En contournant les milieux académiques pour rependre dans les médias des promesses, peu fondées, d’avenir meilleur, le microbiologiste français Didier Raoult prend le risque de faire perdre à la parole scientifique une légitimité cruciale et déjà entamée. L’homme dirige un pôle d’expertise marseillais sur les maladies infectieuses concentrant à la fois chercheurs et soignants autour de ces questions.
Rappelons que fin janvier, l’ex-Ministre de la Santé, Agnès Buzyn, qui a mené avec zèle une politique d’austérité hospitalière, déclarait, «le risque d’importation depuis Wuhan est quasi nul, le risque de propagation du coronavirus dans la population est très faible». Raté. Quelques jours auparavant, l’Institut hospitalo-universitaire (IHU) Méditerranée Infection publiait une vidéo dans laquelle son directeur, le Pr. Didier Raoult, répondait à la question de savoir si l’on devait craindre le coronavirus, qui sévissait alors en Chine. «Le monde est devenu complètement fou! C’est à dire qu’il se passe un truc où il y a trois Chinois qui meurent et ça fait une alerte mondiale, l’OMS s’en mêle, ça passe à la radio et à la télévision», s’exclamait-il alors. Encore raté.
Un mois plus tard, l’Institut publie une nouvelle séquence intitulée «Coronavirus: la partie est finie!». On y entend le professeur annoncer un «scoop de dernière minute». Rapportant une étude chinoise qui montrerait des effets «spectaculaires» de la chloroquine – une substance longtemps utilisée contre le paludisme – sur le Sars-Cov2 (Covid19), il déclare que ce dernier provoque «probablement l’infection respiratoire la plus facile à traiter de toutes et donc ce n’est pas la peine de s’exciter».
L’information se répand comme une traînée de poudre dans les médias et les réseaux sociaux. Semblant alors douter des cartes qu’il a en main l’Institut se ravise et renomme sa vidéo «Vers une sortie de crise?». La rigueur scientifique paraissait avoir repris ses droits par ce point d’interrogation lorsque le 20 mars, l’équipe du professeur remet le couvert en publiant une étude censée montrer l’efficacité d’un traitement à base de chloroquine, alliée à un antibiotique. Cette fois le chercheur déclare dans toute la presse qu’il va tester et soigner avec sa «découverte». De nouveaux essais sont en cours.
Il y a toutefois de quoi interroger le sérieux de l’étude du Pr. Raoult et consorts. Premier élément troublant, celle-ci a été publiée dans le Journal international des agents antimicrobiens. Problème, l’éditeur de la revue en question n’est autre que Jean-Marc Rolain, subalterne de Raoult, notamment charge de la «valorisation» à l’IHU Méditerranée-Infection.

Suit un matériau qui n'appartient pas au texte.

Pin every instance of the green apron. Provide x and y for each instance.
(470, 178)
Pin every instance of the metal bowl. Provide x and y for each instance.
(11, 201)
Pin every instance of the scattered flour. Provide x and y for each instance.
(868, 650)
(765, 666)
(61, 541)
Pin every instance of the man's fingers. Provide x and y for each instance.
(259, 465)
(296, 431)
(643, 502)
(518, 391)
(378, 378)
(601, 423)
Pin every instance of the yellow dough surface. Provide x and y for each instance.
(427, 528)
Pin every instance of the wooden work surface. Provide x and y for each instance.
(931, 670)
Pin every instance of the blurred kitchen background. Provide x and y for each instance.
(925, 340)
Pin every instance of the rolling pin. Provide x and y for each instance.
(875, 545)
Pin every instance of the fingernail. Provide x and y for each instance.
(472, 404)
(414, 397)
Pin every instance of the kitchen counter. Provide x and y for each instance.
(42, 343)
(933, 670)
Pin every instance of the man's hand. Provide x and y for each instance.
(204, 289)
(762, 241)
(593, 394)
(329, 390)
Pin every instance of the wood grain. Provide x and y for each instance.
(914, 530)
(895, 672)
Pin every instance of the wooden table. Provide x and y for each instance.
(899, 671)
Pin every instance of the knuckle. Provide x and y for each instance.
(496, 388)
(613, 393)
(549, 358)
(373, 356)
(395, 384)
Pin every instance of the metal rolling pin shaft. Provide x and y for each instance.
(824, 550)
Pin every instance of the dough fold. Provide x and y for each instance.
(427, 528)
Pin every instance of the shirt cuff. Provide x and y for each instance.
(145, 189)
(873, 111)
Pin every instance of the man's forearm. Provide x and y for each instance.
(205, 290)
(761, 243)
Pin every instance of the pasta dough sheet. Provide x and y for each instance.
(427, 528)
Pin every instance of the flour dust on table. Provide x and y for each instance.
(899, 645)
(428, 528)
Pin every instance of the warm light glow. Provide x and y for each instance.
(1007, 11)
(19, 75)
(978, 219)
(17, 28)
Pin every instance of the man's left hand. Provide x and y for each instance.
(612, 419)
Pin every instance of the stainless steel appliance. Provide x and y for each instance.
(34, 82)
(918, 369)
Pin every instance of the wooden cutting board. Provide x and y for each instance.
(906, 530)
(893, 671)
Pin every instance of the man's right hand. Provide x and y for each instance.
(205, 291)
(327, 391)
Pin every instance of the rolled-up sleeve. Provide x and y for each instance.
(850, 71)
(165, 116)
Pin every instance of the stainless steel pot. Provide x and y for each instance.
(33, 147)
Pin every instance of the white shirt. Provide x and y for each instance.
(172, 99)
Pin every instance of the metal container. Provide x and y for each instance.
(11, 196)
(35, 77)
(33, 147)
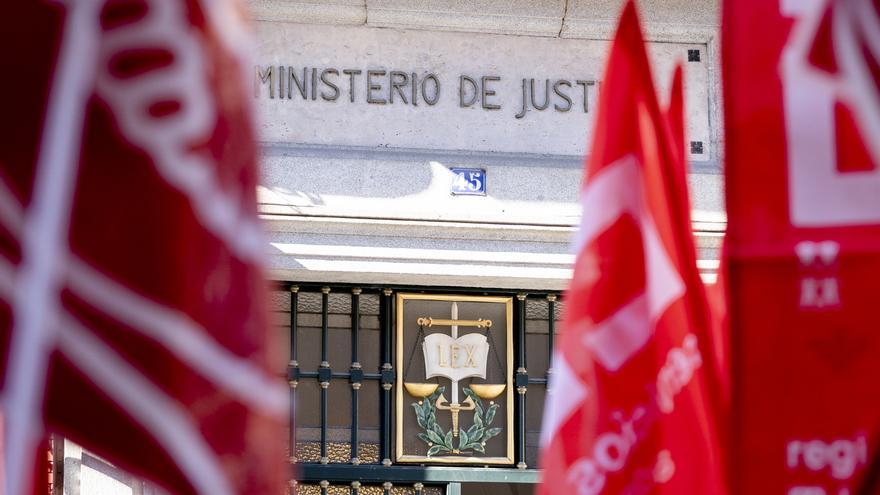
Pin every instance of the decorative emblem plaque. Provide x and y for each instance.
(455, 379)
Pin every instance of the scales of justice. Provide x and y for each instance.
(456, 358)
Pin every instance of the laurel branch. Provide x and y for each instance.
(472, 439)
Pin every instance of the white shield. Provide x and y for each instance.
(455, 359)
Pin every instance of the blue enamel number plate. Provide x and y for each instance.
(469, 181)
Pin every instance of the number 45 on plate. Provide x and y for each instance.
(469, 181)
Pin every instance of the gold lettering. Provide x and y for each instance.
(441, 361)
(470, 362)
(453, 355)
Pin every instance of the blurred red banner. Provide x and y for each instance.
(132, 301)
(803, 200)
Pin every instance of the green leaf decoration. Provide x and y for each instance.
(433, 437)
(491, 432)
(490, 414)
(472, 438)
(435, 449)
(420, 415)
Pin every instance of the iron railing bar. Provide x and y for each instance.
(355, 369)
(387, 321)
(551, 328)
(325, 365)
(294, 306)
(520, 407)
(429, 475)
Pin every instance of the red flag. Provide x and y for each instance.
(630, 409)
(132, 302)
(802, 96)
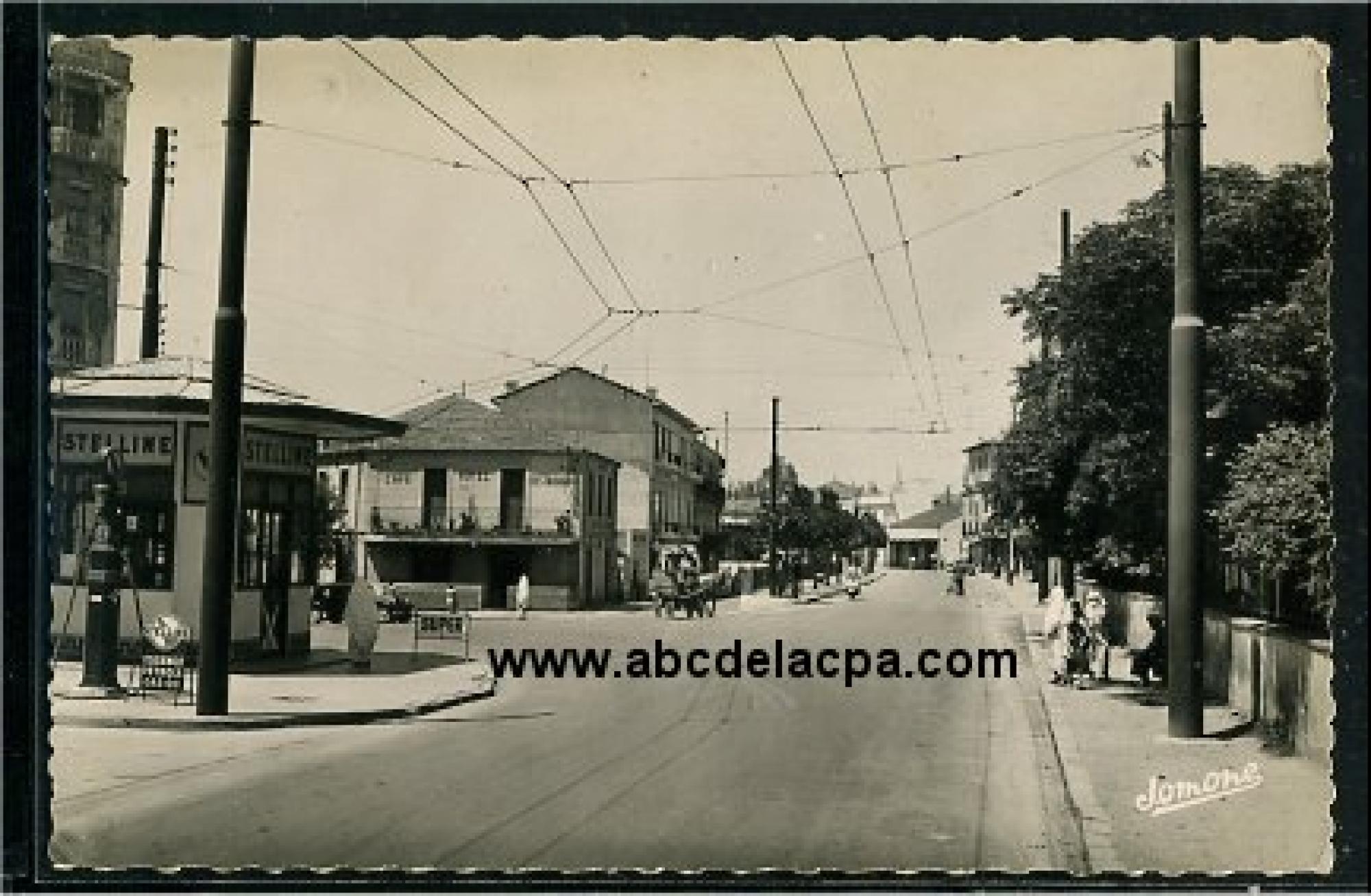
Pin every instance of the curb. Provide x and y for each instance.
(1096, 830)
(486, 688)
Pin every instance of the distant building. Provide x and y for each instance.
(671, 491)
(985, 532)
(917, 542)
(470, 499)
(88, 103)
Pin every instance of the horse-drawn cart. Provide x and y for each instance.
(697, 599)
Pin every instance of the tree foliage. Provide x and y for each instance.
(1085, 461)
(1276, 514)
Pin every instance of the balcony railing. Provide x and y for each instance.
(460, 522)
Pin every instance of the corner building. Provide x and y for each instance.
(671, 489)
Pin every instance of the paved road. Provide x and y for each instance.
(740, 773)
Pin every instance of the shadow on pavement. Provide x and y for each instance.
(509, 717)
(334, 662)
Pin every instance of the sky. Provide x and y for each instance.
(379, 273)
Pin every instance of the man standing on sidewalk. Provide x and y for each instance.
(522, 596)
(1055, 631)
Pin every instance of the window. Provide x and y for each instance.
(276, 531)
(84, 111)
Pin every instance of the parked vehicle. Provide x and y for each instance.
(394, 606)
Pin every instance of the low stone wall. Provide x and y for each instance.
(1274, 676)
(1289, 680)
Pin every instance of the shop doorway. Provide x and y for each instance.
(435, 499)
(512, 500)
(276, 583)
(508, 564)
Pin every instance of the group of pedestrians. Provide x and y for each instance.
(1078, 643)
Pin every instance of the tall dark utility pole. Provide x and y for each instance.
(1167, 149)
(775, 503)
(1185, 603)
(153, 277)
(1045, 561)
(227, 393)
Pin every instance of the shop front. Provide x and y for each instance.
(156, 415)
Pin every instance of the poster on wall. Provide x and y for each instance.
(263, 451)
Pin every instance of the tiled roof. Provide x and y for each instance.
(186, 384)
(563, 372)
(183, 377)
(932, 518)
(454, 422)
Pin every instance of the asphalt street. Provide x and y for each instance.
(683, 773)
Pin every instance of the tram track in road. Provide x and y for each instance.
(624, 791)
(497, 845)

Comment prendre du receul lorsque l’on relit le travail de son propre directeur? Ensuite, sur le plan du protocole scientifique, il s’agit d’une comparaison entre des groupes de personnes ayant reçu un traitement à la chloroquine (avec ou sans antibiotique) et un groupe «témoin» n’ayant pas pris ce traitement, rendant impossible l’exclusion d’un quelconque effet placebo. Au vue de l’urgence de la situation, il est compréhensible qu’une telle étape ait été sautée. Il est plus difficile de saisir comment un chercheur de renom peut diffuser des résultats s’appuyant sur un essai avec un nombre réduit de personnes (24), divisés en groupes d’âges moyens très différents et composé pour le groupe aux effets mesurés les plus importants (chloroquine plus antibiotique) de seulement 6 individus. Pire, certaines mesures pourtant essentielles sont manquantes.
On finit de s’inquiéter en apprenant que plusieurs patients traités ont été exclus des analyses. Ainsi un ne supportait pas le traitement, deux sont partis aux soins intensifs et un est décédé.
Minimiser le désastre
Le Gouvernement et notamment son Comité analyse recherche et expertise (Care), composé de 12 chercheurs et médecins et chargé de conseiller l’exécutif sur les traitements et les tests contre le coronavirus pourraient perdre en crédibilité dans l’opinion pour avoir minimisé la catastrophe. Depuis le 24 mars, le Pr. Raoult ne participe plus à ce Conseil scientifique de Macron qui s’est distancié des positions du Marseillais.
Mais les effets d’annonces «spectaculaires» – s’ils devaient finir en espoirs déçus – pourraient miner pour partie une légitimité scientifique, pourtant cruciale en ces heures sombres. En effet, on peut s’interroger sur l’adhésion de la population à certaines mesures basées sur des avis scientifiques parfois sujets à caution et mises en application par des politiques qui n’ont pas attendu le coronavirus pour perdre la partie.